Feltri e i divieti sul fumo
“Al chiuso non si può fumare, all’aperto non si può fumare. Qualcuno deve spiegarci dove ci è consentito accendere una sigaretta senza incorrere in multe e infrazioni, godendone per qualche minuto in santissima pace”. Sono queste le parole con cui Vittorio Feltri ha scelto di rispondere al suo lettore de Il Giornale nel corso dell’ultimo editoriale.
“Da fumatore accanito quale mi pregio di essere, sono a dir poco scocciato da tali diavolerie normative architettate e partorite dalle pervertite menti progressiste, le quali pretendono di educare il popolo, in pieno stile Stato etico, poiché amministrare la cosa pubblica non basta loro. Ed ecco allora che il cittadino viene punito, penalizzato, perseguitato, perseguito, multato per un comportamento che riguarda una sua libera e legittima scelta personale la quale non danneggia nessuno“.
Il giornalista ha proseguito il suo pensiero facendo del sarcasmo e dicendo: […] Da gennaio ce ne andremo in giro, dunque, muniti di metro al fine di misurare la distanza esatta tra noi e chiunque altro, che non deve essere al di sotto dei dieci metri qualora intendiamo farci una sigaretta senza pagarla cara. E se mentre la fumiamo, dopo esserci premuniti di rispettare determinati prerequisiti, qualcuno ci si avvicina, serve che scappiamo o che poniamo costui in guardia […]”.
L’affondo alla sinistra
Dopo aver chiamato in causa anche il sindaco di Milano Beppe Sala, Feltri ha proseguito: “[…] L’amministrazione rossa ha dimostrato indifferenza e insensibilità nei riguardi di quelle categorie di lavoratori e quei nuclei familiari sulle cui tasche determinati provvedimenti hanno inciso negativamente. Adesso, come se non fosse sufficiente, incontriamo ostacoli anche nel godimento di uno dei pochi piaceri rimastici, ossia quello di fumare, non dico una canna, cosa che ai comunisti è sempre gradita tanto che vogliono liberalizzare completamente il consumo di certa roba, ma una semplicissima sigaretta […]”.

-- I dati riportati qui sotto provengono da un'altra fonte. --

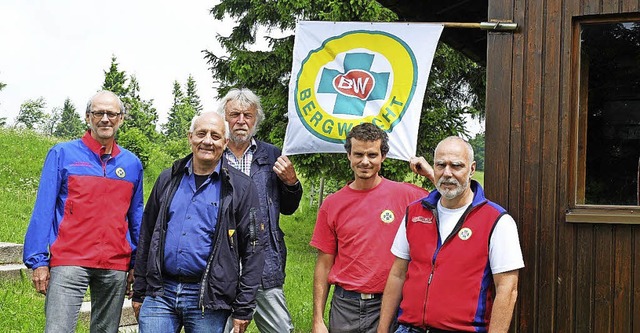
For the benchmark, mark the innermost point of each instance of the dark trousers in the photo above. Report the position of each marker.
(351, 314)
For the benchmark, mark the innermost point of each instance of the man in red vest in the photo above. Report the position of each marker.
(457, 254)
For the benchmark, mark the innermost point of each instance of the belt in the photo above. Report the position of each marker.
(337, 290)
(183, 278)
(414, 329)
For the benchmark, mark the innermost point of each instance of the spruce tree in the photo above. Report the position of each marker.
(192, 95)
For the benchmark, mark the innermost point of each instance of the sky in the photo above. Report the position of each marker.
(59, 49)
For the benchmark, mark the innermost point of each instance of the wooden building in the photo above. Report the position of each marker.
(562, 149)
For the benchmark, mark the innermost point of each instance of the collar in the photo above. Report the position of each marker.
(97, 147)
(253, 146)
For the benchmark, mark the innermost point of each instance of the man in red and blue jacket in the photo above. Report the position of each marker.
(457, 255)
(85, 223)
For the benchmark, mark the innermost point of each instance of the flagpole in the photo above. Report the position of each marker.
(494, 26)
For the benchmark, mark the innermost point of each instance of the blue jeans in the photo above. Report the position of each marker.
(67, 287)
(177, 308)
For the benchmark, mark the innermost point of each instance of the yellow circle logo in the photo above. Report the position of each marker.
(120, 172)
(357, 77)
(387, 216)
(465, 233)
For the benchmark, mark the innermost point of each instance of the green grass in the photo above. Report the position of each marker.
(21, 156)
(22, 309)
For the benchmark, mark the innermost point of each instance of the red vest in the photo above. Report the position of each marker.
(449, 286)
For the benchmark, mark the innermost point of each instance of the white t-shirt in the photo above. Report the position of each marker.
(504, 246)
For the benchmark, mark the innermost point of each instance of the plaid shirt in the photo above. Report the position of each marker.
(244, 162)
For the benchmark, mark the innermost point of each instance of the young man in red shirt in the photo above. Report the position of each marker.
(353, 234)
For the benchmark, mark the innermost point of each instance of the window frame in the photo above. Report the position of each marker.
(588, 213)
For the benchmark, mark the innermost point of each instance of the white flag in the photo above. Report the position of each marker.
(347, 73)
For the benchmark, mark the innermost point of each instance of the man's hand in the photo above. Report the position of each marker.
(239, 325)
(285, 170)
(129, 291)
(420, 166)
(319, 327)
(136, 309)
(40, 278)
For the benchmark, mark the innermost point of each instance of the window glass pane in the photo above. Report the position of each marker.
(609, 120)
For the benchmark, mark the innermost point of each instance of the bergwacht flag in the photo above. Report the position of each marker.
(347, 73)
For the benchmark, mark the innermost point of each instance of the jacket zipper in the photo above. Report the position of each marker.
(219, 227)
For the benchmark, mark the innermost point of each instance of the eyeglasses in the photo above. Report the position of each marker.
(97, 115)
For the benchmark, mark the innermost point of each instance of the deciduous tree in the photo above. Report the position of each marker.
(71, 125)
(31, 113)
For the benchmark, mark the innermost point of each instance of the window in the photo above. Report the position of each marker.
(607, 123)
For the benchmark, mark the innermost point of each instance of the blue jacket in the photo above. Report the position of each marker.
(275, 198)
(237, 243)
(87, 211)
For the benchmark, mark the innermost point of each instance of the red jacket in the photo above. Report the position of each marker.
(449, 284)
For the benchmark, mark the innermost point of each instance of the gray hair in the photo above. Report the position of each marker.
(192, 127)
(105, 92)
(246, 98)
(457, 138)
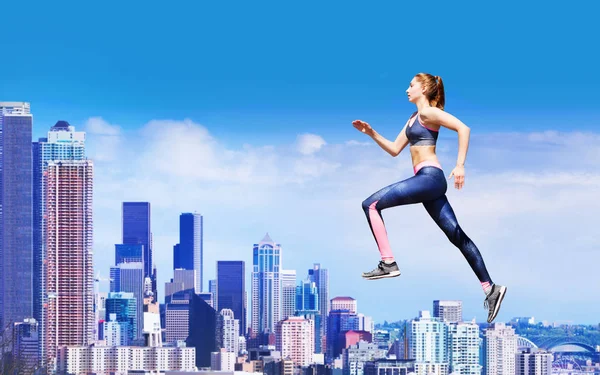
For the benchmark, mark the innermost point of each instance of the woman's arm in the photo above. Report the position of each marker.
(392, 148)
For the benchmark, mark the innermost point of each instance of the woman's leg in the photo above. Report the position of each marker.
(441, 212)
(416, 189)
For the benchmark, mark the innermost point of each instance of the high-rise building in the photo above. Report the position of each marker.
(69, 283)
(463, 348)
(124, 306)
(137, 231)
(129, 254)
(288, 293)
(212, 289)
(307, 297)
(448, 311)
(339, 322)
(62, 142)
(343, 303)
(534, 362)
(428, 345)
(295, 340)
(231, 288)
(320, 276)
(16, 243)
(500, 348)
(356, 356)
(183, 280)
(129, 278)
(266, 286)
(26, 345)
(229, 330)
(113, 332)
(187, 254)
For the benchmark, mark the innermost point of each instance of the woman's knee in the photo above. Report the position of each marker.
(367, 204)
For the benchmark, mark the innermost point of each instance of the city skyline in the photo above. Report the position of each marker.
(251, 128)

“Sono convinto che l’unica vera esigenza inseguita da Sala e dai suoi, ossessionati dalla salubrità dell’etere, sia quella di moralizzare la popolazione e di menarla su quella che essi ritengono la retta via, inducendola con le cattive, ossia mediante l’esercizio di una coercizione indiretta ma non per questo meno soffocante, ora a non adoperare l’automobile, ora a muoversi a piedi, ora ad utilizzare la bicicletta, ora a non fumare né al chiuso né all’aperto, sempre in nome di un ecologismo e di un salutismo schizofrenici e fortemente ideologici, che non soltanto non ci salvano i polmoni ma ci spaccano anche il fegato […]”.